There was an obvious invisible elephant in the virtual Cloud Field Day 7 (CFD7v) event I attended in late April 2020. Most everyone was talking about AWS, how their stuff runs on AWS, how it integrates with AWS, or how it will help others leapfrog AWS (yeah, sure…).
Although you REALLY SHOULD watch my AWS Networking webinar (or something equivalent) to understand what problems vendors like VMWare or Pensando are facing or solving, I’m pretty sure a lot of people think they can get away with CliffsNotes version of it, so here they are ;)
- AWS virtual networking is implemented with isolated Virtual Private Clouds (VPC) that can be connected to outside world through Internet gateway, VPC-to-VPC peering, VPN gateways, Transit Gateways, or Direct Connect (leased lines) gateways.
- VPC is limited to an AWS region.
- Every VPC has one or more subnets. Each subnet is limited to an AWS Availability zone
VPC Packet Forwarding Overview
A few speculations first:
- AWS is using an overlay virtual networking. We don’t know what encapsulation protocol (GRE, VXLAN, …) or what control plane they use… but we can be pretty sure it’s not a centralized control plane or EVPN because those wouldn’t scale to AWS size.
- We know they do VPC packet processing (checking, forwarding…) in ingress and egress hypervisors (source: AWS re:Invent video).
Now for a few hard facts (if you don’t trust me go and test them yourself):
- AWS VPC supports unicast IPv4 and IPv6 packet forwarding.
- IPv4 multicast is supported on Transit Gateway (I’m guessing they’re using transit gateway as a head-end replicator).
- VM IP and MAC addresses are controlled by the orchestration system.
- MAC address is passed to a VM as a (virtual) hardware parameter,
- DHCP is used to pass IPv4 and IPv6 addresses configured in the orchestration system to the VMs.
- Packets with destinations within the VPC address range are delivered directly from ingress vNIC (virtual Network Interface Card) to egress vNIC based on the IP addresses configured in the orchestration system
- Route tables are used to influence traffic forwarding toward external destinations. Next hops in route tables are AWS instances (VM, NIC, Internet gateway, VPN gateway, VPC peering…) not IP addresses.
- Even though the whole VPC behaves like a single forwarding domain (VRF), each subnet could have a different route table.
- A separate route table can be used for ingress VPC traffic to implement service insertion… but it only applies to traffic entering a VPC through an Internet- or VPN gateway.
- Route tables cannot contain prefixes within the VPC address range, the only exception being the ingress route table attached to a gateway.
- Route tables can be populated through the orchestration system or via external (VPN or DirectConnect) BGP sessions.
- There’s no way you can influence intra-VPC packet delivery (apart from a gotcha explained below).
- Changing an IP or a MAC address in a VM usually results in a disconnected VM.
- First-hop routing protocols like HSRP or VRRP don’t work.

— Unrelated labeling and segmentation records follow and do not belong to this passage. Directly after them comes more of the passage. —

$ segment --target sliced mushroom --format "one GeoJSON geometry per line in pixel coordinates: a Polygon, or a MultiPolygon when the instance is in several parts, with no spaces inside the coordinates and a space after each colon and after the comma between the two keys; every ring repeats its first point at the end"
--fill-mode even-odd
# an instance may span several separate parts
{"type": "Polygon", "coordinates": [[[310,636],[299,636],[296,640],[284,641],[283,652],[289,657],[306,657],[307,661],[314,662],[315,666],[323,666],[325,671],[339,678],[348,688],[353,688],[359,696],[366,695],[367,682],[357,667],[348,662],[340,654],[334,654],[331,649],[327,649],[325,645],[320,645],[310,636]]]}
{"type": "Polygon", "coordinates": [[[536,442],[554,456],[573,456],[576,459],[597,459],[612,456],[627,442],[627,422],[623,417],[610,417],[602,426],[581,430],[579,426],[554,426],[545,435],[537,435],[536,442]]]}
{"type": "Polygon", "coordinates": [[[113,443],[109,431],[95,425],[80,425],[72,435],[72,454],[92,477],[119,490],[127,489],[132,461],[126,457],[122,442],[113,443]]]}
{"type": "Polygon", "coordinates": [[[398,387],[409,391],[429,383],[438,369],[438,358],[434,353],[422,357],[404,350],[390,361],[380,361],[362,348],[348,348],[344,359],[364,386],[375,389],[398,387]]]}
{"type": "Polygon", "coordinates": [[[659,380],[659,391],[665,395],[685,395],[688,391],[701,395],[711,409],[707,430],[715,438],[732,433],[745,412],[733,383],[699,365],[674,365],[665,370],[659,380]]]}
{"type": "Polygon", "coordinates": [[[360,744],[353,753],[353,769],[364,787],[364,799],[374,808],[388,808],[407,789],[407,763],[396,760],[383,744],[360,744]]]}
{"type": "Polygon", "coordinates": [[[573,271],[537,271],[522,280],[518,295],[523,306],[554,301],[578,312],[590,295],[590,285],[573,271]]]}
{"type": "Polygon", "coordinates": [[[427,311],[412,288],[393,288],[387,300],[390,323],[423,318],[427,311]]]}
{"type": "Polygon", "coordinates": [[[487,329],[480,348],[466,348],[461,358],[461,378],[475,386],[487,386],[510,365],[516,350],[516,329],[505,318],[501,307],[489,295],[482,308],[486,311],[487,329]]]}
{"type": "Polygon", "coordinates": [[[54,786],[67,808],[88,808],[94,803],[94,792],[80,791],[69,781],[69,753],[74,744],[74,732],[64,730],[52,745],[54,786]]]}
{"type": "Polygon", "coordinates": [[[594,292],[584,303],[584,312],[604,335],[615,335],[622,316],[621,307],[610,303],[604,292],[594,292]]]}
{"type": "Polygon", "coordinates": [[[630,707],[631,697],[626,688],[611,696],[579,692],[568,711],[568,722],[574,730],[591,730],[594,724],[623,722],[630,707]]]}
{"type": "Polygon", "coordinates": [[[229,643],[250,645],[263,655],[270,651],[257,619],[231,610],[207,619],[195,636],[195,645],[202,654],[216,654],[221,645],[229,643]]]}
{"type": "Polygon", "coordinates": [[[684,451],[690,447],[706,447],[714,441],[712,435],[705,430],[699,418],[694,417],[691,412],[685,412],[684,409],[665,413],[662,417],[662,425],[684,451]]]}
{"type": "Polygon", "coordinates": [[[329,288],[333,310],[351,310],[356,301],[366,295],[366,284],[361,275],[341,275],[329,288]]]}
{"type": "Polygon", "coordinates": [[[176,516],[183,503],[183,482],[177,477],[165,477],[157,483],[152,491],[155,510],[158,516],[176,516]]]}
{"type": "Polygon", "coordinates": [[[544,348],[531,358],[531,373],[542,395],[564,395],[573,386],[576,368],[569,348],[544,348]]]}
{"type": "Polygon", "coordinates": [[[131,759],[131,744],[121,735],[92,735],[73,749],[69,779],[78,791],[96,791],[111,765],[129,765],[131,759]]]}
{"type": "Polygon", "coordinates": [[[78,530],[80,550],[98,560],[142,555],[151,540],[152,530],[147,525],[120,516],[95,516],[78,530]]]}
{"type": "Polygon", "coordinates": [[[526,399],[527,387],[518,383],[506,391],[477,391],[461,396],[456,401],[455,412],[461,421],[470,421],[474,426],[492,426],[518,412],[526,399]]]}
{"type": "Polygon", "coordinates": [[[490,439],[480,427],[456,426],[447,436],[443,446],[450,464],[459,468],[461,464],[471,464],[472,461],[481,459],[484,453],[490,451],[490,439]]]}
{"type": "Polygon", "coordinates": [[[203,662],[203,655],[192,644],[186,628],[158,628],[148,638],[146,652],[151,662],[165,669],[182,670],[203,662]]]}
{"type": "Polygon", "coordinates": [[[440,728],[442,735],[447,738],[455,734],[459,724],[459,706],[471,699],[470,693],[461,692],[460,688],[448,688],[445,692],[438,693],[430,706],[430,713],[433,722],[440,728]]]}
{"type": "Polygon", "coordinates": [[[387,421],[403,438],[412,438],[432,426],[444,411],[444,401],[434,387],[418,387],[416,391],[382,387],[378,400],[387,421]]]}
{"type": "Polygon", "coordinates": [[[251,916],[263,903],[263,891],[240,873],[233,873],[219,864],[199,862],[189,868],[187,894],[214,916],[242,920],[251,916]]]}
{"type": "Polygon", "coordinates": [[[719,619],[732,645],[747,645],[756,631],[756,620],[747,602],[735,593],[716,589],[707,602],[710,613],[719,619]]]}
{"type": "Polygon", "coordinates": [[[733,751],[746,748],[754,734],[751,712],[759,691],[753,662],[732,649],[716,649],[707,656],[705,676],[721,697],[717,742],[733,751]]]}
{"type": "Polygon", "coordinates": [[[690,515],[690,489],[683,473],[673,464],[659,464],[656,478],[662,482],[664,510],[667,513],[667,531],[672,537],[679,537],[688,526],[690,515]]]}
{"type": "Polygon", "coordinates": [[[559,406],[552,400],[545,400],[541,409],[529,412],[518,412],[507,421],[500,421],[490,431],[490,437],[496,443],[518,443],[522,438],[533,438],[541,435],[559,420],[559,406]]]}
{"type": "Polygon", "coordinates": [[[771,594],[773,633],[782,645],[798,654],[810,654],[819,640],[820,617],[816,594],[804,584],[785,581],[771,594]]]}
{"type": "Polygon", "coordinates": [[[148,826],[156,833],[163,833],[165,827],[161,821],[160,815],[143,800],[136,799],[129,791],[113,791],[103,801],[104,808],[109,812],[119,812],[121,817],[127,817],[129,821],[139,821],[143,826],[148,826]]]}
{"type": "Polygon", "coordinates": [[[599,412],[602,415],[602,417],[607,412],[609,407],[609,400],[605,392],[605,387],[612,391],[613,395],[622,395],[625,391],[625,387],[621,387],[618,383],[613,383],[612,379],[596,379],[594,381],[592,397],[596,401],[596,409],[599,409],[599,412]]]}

Changing a MAC address of a VM will just disconnect it.
- The only way to pass an IP address from one VM to another is through an orchestration system call. The usual GARP tricks don’t work.
- Taking over an IP address of a failed instance doesn’t change packet forwarding behavior. To do a proper HA failover you have to either change the route table (through orchestration system) or move an elastic NIC (the next hop) to another VM instance.
- You cannot run a routing protocol between your instance and AWS VPC router. You could either use orchestration system to modify the subnet route table(s) based on VM instance route tables, or run BGP with a VPN gateway. Cisco used that approach with CSR1000v to implement hub-and-spoke VPC peering (and AWS took away that bonanza with Transit Gateway), and VMware still has to do that to connect multiple VMware-on-AWS instances together.
It’s Not That Simple
Even though the “common wisdom” is that AWS uses VPC router for packet forwarding, it really uses a mix of L2 and L3 forwarding:
- Within a subnet, packet forwarding is done on destination MAC address, but it is still unicast routing not transparent bridging. Layer-2 tricks like BUM flooding do not work.
- Across subnets, packet forwarding is done on destination IP address.
- ARP caches contain meaningful MAC addresses (unlike Azure)
- You can use static routes with intra-subnet next hops within VMs to change the VM egress traffic flow… but they have to be configured inside the VM and only work if the next hop is in the same subnet.
- The moment you want to send the traffic to another subnet that trick stops working, AWS VPC router takes over, and the traffic is delivered directly to destination vNIC.
- You could use a routing protocol between VMs in the same subnet, and use routes derived from the routing protocol for packet forwarding across the shared subnet… as long as the routing protocol uses only unicast IP traffic. BGP FTW ;)